Der Blick zurück zeigt Verblüffendes: Die Fragen, die damals beschäftigten, sind auch heute noch aktuell. «Wohnen, Bauen und Erhalten», «Stadtgerechter Verkehr» oder «Kanton Nordwestschweiz» lauteten die Titel der Debatten. Mit Themen wie «Bildungschancen für alle» oder «Verantwortung durch Mitsprache – Ausländerinnen und Ausländer in Basel» reichten die Diskussionen aber weit über das Bauliche hinaus. Der Sozialgeograf Daniel Blumer bezeichnete die ‹Werkstadt Basel› in seiner damaligen Lizenziatsarbeit deshalb als Versuch, die Stadt anhand von sozialen Fragen neu zu betrachten und städtebauliche Eingriffe aus sozialen Themen abzuleiten.

Was an der ‹Werkstadt› besonders beeindruckt: Auf die vielen Worte folgten Taten. So gab eine Konsens-Konferenz den Anstoss zum ‹Impulsprojekt Rhein›, im Zuge dessen sich die Stadt dem Fluss widmete. Der Badestrand auf Kleinbasler Seite im Wettstein-Quartier etwa stammt direkt aus der Werkstadt. Die Wohnfrage brannte damals genauso wie heute, nur unter anderen Vorzeichen: Als Mangelware galt nicht der bezahlbare, sondern der gehobene Wohnraum. Das Impulsprojekt ‹5000 Wohnungen für Basel-Stadt› suchte den Platz dafür unter anderem auf frei gewordenen Industrie- und Bahnarealen wie der Erlenmatt, die heute überbaut ist – allerdings wurden dort Korrekturen nötig, weil mit der Zeit wieder der preisgünstige Wohnraum zu fehlen begann. Das dritte Impulsprojekt ‹Rahmenkredit Wohnumfeldaufwertung› forderte jährlich fünf Millionen Franken während fünf Jahren für die Gestaltung von wohnlichen Strassen und angenehmen Freiräumen. Die Tatsache, dass es die Volksabstimmung überstand, galt als Beleg für den Erfolg der ‹Werkstadt›.

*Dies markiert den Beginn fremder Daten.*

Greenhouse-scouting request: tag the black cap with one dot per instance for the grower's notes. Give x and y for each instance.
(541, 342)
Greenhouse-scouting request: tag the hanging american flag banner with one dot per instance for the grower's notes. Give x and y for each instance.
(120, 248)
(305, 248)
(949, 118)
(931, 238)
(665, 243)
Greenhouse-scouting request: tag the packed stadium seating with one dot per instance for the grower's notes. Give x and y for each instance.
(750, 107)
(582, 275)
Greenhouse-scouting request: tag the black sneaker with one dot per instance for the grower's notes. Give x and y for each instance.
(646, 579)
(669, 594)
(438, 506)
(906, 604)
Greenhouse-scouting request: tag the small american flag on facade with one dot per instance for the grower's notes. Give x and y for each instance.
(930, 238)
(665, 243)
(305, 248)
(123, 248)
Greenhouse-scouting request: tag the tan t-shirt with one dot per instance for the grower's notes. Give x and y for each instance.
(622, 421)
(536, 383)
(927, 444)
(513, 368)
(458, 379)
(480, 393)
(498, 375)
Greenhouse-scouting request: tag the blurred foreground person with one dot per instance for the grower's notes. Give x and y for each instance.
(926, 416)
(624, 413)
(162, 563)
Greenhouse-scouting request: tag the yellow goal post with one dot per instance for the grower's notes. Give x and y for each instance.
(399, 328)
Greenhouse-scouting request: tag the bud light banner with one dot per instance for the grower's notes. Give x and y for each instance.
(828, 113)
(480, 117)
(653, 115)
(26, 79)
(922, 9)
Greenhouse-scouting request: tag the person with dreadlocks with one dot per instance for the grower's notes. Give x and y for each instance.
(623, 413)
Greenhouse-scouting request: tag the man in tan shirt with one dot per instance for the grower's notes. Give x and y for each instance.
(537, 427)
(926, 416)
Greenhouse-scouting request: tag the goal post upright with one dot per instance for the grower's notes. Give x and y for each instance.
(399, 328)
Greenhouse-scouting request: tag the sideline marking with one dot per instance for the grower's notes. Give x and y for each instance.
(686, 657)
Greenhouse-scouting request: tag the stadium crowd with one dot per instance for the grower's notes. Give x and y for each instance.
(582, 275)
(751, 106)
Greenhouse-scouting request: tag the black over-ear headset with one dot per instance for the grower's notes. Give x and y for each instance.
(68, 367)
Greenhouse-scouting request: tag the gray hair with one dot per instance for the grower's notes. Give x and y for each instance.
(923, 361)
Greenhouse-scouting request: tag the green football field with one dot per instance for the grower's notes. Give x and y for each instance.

Bei allem Enthusiasmus traten auch Defizite zutage. So stellte Daniel Blumer fest, es hätte sich vor allem der gebildete Mittelstand engagiert, während junge Erwachsene sowie Ausländerinnen und Ausländer schlecht vertreten gewesen seien. Der in den Innovationswerkstätten noch hohe Frauenanteil sei später in den Konsens-Konferenzen auf 21 Prozent gesunken. Zudem habe man zwar in das neuartige Kommunikationsmittel Internet investiert, dieses habe jedoch grösstenteils am bestehenden Bedürfnis vorbeigezielt. Der Unmut in der Bevölkerung gegen Ende des Mitwirkungsformats zeige, so Blumer, dass die Verwaltung nicht mehr als Garantin für eine zielgenaue Umsetzung wahrgenommen werde. «Bei künftigen partizipativen Verfahren sind deshalb eine aufwendigere, regelmässigere Öffentlichkeitsarbeit und eine verfahrensspezifische Medienwahl unerlässlich. Nur so ist die Akzeptanz der Resultate, ist auch die Anerkennung der behördlichen Umsetzung gewährleistet.» Architekt Jacques Herzog erklärte: «Die ‹Werkstadt› hat uns gezeigt, wie die Menschen, die hier leben, einbezogen werden können. Das ist bei jeder Planung nötig und sinnvoll. Über die Köpfe der Betroffenen hinweg geht heute nichts mehr.» Das war 2001.